老爹终于知道了我的秘密,大骂我混蛋,说如果不是我,卓玛现在肯定已经大了肚子,也绝对不会跑到汉人那里去,我们然巴家也不会成为汉人下手的第一个对象。
我无话可说,但我也不服气。我不过玩了一个值一条马缰的女人,有什么了不起?她要败我的家,我就要剥她的皮。
从老爹那里出来,碰上了大管家,我怪他为什么一直把卓玛的事瞒着我。大管家尴尬的笑着说:“不管这个小贱奴跑到哪,按官家的条文都是然巴家的人。
少爷你想把她卖给谁就卖给谁。”
他的话也只能让我苦笑,我很清楚,就像我根本不可能再把她卖给任何人一样,卓玛恐怕再也不可能出现在我的炕上了。
从那以后,坏消息接踵而来。汉人的武装工作队到白玉后一天都没有闲着,已经发展了好几个像卓玛这样的堆穷或郎生。他们挨家挨户几乎把然巴家的差巴和堆穷都走了个遍。
很快,下人们开始不听话了,我们派差派丁居然有不少人敢不来了。老爹越来越忧心忡忡,整天愁眉苦脸。
一天,他把我们都叫到一起商量对策,我们商量了一整天也没有商量出什么名堂。最后,老爹决定让二哥先跑一趟河西,一来把一部分金银细软转移到舅舅家去,另一方面也听听那边的风声。同时他警告我们谁也不准随便跑出去惹是生非。
尽管我们都万分谨慎小心,但该来的还是来了。
那是一个大雪纷飞的日子,吃过早饭不久管家就急匆匆的跑来,说老爷叫我们马上都去客厅。一进客厅我就楞住了。
宽大的八仙桌旁边坐了两个汉人,左边是那个姓田的女乡长,二十多岁的样子,端庄素雅,我曾在白玉见过她;右边是个三十多岁的男子。两人身上都带着枪。
最让我吃惊的是,他们身后竟站着卓玛。卓玛的气色很好,这让她显的更加年轻漂亮,也让在场的然巴家的人都很尴尬。
让我略感安慰的是,卓玛没有在桌旁的椅子上坐下。难得她还记得规矩,知道在这个家里没有她坐的位置。卓玛站在那里显然有点僵硬,看见我马上不大自然的垂下了眼睑。
那个田乡长开口了,先讲了一番全国各族人民大团结、共同进步的大道理,然后话锋一转,直截了当的说,人民政府已经决定在康区进行民主改革,彻底实行人人平等、耕者有其田、居者有其屋的政策。
她说这次松卡乡的民主改革主要是三项内容,一是废除一切人身依附,二是平均分配土地,三是合理分配处置其他生产、生活资料。

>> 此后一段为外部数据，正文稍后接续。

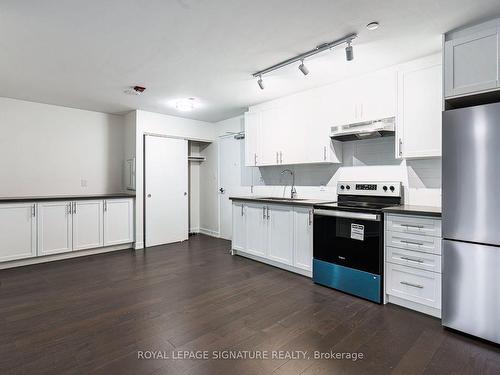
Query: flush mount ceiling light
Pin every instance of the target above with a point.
(303, 68)
(349, 53)
(322, 47)
(185, 105)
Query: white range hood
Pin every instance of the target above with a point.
(364, 130)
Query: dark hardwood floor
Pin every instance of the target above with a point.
(93, 315)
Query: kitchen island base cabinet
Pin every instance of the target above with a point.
(17, 231)
(276, 234)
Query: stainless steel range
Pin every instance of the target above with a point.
(348, 238)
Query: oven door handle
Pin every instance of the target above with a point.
(348, 214)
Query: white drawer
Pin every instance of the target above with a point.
(414, 224)
(416, 242)
(414, 285)
(416, 259)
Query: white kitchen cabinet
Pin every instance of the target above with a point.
(277, 234)
(239, 226)
(17, 231)
(118, 221)
(366, 98)
(252, 136)
(280, 233)
(419, 109)
(256, 229)
(303, 240)
(88, 224)
(471, 60)
(55, 232)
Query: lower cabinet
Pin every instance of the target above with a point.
(277, 234)
(87, 224)
(53, 227)
(280, 234)
(17, 231)
(118, 221)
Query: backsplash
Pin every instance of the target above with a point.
(366, 160)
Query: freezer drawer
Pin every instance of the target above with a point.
(471, 293)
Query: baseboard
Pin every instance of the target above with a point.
(209, 232)
(273, 263)
(68, 255)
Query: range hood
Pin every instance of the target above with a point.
(363, 130)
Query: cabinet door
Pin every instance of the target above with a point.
(471, 63)
(17, 231)
(302, 248)
(239, 226)
(273, 135)
(256, 229)
(87, 224)
(419, 117)
(54, 228)
(377, 95)
(252, 137)
(118, 221)
(280, 234)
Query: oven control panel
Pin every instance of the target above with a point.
(387, 189)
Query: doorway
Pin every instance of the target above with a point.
(166, 216)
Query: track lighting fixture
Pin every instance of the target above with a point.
(321, 48)
(349, 54)
(261, 83)
(303, 68)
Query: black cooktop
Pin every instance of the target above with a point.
(365, 204)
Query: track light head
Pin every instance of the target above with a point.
(349, 53)
(261, 83)
(303, 68)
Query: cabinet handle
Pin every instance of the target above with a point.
(412, 226)
(413, 260)
(412, 285)
(412, 243)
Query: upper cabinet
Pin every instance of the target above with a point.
(418, 125)
(471, 60)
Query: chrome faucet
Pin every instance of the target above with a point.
(293, 192)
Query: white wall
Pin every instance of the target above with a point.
(155, 123)
(49, 150)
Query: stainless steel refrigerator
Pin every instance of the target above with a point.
(471, 221)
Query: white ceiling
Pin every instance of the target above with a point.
(83, 54)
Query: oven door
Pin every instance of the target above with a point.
(350, 239)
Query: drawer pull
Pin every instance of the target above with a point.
(412, 243)
(413, 260)
(412, 226)
(412, 285)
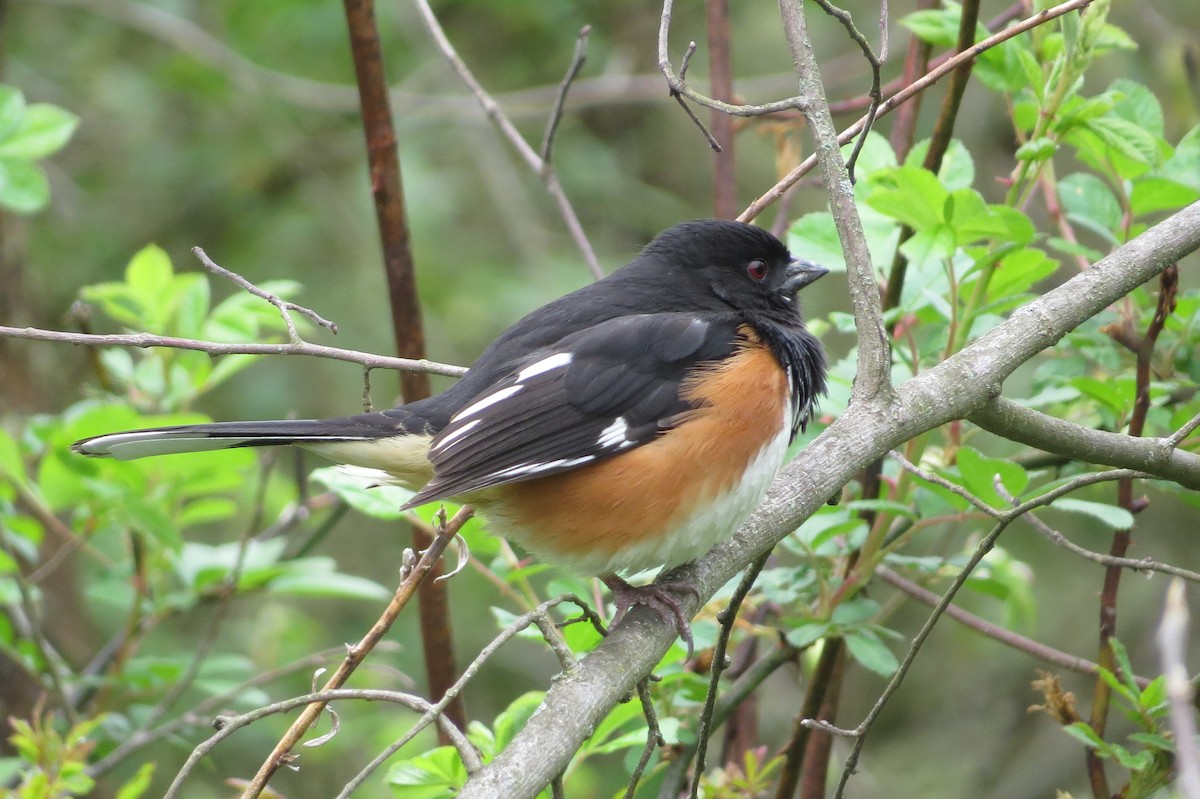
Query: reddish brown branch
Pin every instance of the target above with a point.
(387, 187)
(720, 73)
(412, 578)
(1144, 352)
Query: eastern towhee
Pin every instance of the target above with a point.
(629, 425)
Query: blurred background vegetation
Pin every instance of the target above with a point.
(234, 126)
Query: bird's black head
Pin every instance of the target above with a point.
(745, 266)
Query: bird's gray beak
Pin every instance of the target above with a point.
(801, 272)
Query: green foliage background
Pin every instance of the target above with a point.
(195, 131)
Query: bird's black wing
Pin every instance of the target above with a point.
(593, 395)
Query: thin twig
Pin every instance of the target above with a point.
(201, 714)
(412, 580)
(509, 131)
(221, 348)
(1173, 646)
(556, 114)
(995, 631)
(859, 733)
(678, 85)
(653, 738)
(282, 305)
(675, 780)
(876, 62)
(539, 617)
(727, 617)
(229, 725)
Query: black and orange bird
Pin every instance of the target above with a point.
(629, 425)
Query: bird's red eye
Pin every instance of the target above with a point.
(756, 269)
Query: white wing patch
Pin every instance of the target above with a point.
(555, 361)
(615, 434)
(487, 401)
(455, 434)
(544, 466)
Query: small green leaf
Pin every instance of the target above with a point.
(1090, 202)
(1085, 734)
(1018, 271)
(513, 719)
(859, 610)
(1151, 194)
(1037, 150)
(363, 493)
(934, 25)
(871, 653)
(882, 506)
(1113, 517)
(138, 784)
(1127, 138)
(42, 131)
(958, 168)
(437, 774)
(807, 634)
(149, 272)
(911, 194)
(318, 577)
(23, 186)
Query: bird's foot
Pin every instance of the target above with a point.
(657, 596)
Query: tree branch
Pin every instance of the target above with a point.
(1156, 456)
(954, 389)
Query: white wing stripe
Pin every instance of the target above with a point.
(456, 433)
(546, 466)
(615, 434)
(490, 400)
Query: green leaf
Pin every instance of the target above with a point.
(149, 272)
(957, 169)
(1152, 194)
(934, 25)
(138, 784)
(1090, 202)
(1038, 150)
(807, 634)
(1126, 138)
(1138, 104)
(979, 473)
(1084, 733)
(1113, 517)
(42, 131)
(859, 610)
(930, 245)
(318, 577)
(972, 218)
(23, 186)
(437, 774)
(911, 194)
(11, 463)
(1018, 271)
(871, 653)
(1185, 164)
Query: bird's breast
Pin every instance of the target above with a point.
(672, 499)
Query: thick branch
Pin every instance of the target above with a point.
(952, 390)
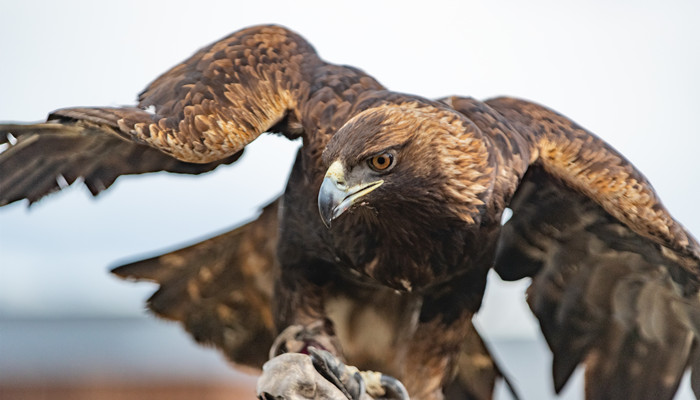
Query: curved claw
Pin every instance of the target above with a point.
(351, 384)
(393, 388)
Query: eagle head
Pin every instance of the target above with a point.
(413, 158)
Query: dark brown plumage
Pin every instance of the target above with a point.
(412, 191)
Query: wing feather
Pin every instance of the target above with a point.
(614, 277)
(205, 110)
(220, 289)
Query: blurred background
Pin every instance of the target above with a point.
(626, 70)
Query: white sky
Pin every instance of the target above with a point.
(626, 70)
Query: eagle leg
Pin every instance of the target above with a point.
(299, 338)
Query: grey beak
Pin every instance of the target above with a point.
(335, 196)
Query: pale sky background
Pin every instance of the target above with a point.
(626, 70)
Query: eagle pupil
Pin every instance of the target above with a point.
(381, 162)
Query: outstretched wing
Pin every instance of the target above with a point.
(194, 117)
(220, 289)
(614, 276)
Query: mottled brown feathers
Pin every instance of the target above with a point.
(402, 269)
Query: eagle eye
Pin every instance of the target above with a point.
(381, 162)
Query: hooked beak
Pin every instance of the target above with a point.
(336, 196)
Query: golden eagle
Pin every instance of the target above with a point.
(378, 249)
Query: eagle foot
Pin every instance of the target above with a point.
(322, 376)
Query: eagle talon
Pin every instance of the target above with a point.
(350, 383)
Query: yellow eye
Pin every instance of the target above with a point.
(381, 162)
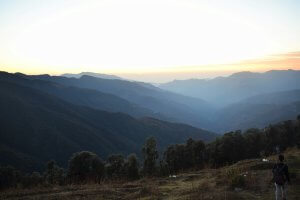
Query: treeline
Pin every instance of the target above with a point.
(87, 167)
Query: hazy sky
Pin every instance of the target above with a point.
(155, 40)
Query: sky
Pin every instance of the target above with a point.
(149, 40)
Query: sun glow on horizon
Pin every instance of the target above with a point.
(139, 36)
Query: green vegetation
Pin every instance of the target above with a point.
(227, 166)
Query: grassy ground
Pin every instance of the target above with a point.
(245, 180)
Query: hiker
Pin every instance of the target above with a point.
(281, 177)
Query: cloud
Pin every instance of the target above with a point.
(284, 61)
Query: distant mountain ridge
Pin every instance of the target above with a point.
(37, 126)
(174, 107)
(97, 75)
(223, 91)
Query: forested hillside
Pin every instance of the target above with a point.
(37, 127)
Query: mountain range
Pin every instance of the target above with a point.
(39, 124)
(245, 99)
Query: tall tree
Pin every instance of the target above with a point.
(150, 155)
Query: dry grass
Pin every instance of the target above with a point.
(220, 184)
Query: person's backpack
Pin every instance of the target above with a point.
(278, 173)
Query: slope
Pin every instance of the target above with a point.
(37, 127)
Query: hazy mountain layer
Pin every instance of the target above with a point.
(36, 127)
(223, 91)
(173, 107)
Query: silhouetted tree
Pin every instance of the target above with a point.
(115, 166)
(150, 156)
(132, 167)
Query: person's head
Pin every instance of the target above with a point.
(281, 158)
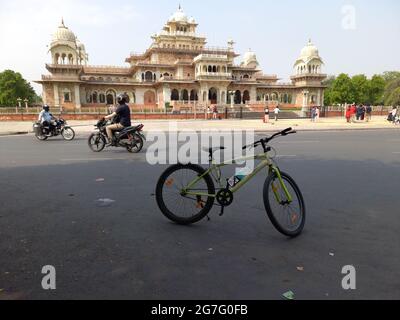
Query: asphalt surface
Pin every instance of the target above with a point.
(128, 250)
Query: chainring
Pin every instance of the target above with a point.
(225, 197)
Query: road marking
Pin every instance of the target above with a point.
(305, 141)
(100, 159)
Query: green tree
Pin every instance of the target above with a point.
(376, 90)
(389, 76)
(14, 86)
(328, 101)
(342, 90)
(360, 88)
(392, 91)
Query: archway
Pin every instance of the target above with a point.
(149, 97)
(185, 95)
(246, 96)
(193, 95)
(174, 95)
(102, 98)
(213, 95)
(148, 76)
(238, 97)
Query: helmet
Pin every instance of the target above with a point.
(123, 98)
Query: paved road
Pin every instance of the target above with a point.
(48, 216)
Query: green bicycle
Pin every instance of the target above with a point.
(186, 193)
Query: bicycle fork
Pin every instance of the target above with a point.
(275, 187)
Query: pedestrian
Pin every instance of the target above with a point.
(276, 112)
(362, 113)
(368, 111)
(353, 111)
(313, 114)
(317, 114)
(266, 115)
(393, 114)
(215, 112)
(348, 114)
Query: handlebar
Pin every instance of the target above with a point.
(265, 141)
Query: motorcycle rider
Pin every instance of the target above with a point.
(123, 113)
(46, 119)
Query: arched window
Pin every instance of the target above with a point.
(110, 97)
(94, 97)
(102, 98)
(246, 96)
(185, 95)
(174, 95)
(238, 97)
(193, 95)
(148, 76)
(67, 95)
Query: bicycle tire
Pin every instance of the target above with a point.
(173, 216)
(287, 179)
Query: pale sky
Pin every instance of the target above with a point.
(353, 36)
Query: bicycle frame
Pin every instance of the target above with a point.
(265, 163)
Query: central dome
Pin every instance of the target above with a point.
(179, 16)
(64, 34)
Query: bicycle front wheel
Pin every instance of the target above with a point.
(182, 205)
(287, 217)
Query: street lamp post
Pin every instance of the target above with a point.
(231, 93)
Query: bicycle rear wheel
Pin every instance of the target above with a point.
(288, 218)
(175, 204)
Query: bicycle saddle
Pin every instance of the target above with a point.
(212, 150)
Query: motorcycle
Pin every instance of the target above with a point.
(45, 131)
(131, 138)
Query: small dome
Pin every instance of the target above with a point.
(63, 34)
(80, 45)
(179, 16)
(250, 57)
(309, 51)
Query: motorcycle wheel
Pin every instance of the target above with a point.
(136, 145)
(41, 137)
(96, 142)
(68, 134)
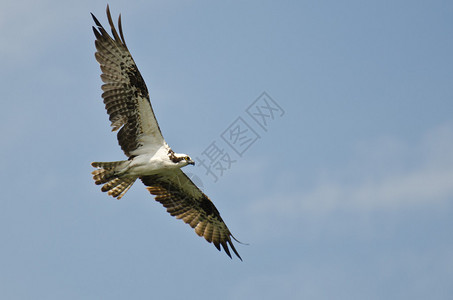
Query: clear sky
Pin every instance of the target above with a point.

她接着说,然巴家是松卡乡的大户,希望能认清形势,真心和政府合作,实行民主改革。只要真心拥护改革,政府对以前剥削百姓、欺压人民的事可以既往不咎。
看我们一个个面无表情,她又缓和了口气说,政府也希望听取你们的意见,你们有什么想法可以提出来,只要合理,政府会尽量考虑。
说到这,她把身后的卓玛拉到跟前说:“卓玛同志现在已经正式参加工作,是我们松卡乡政府的工作人员了。你们有什么事情可以直接向她反映。”老爹的脸铁青着,我知道他这时一定恨的牙根痒痒。卓玛起初的表情还有些不自然,但好像很快就适应了,高高地挺起了胸脯,居然还偷偷瞟了我一眼。
我恶毒地朝她笑笑,脑子里想的是她光着屁股趴在我的炕上乖乖地挨肏的样子。
大哥这时腾的立起身叫了起来:“我们藏人的事你们汉人管不着!我要到噶厦去告你们!”
坐在女乡长身旁的那个男人不慌不忙的站了起来说:“我劝你们不要这么冲动,这对你们没有好处。康区的民主改革中央政府和西藏噶厦是有协议的。对抗历史潮流不会有好下场。”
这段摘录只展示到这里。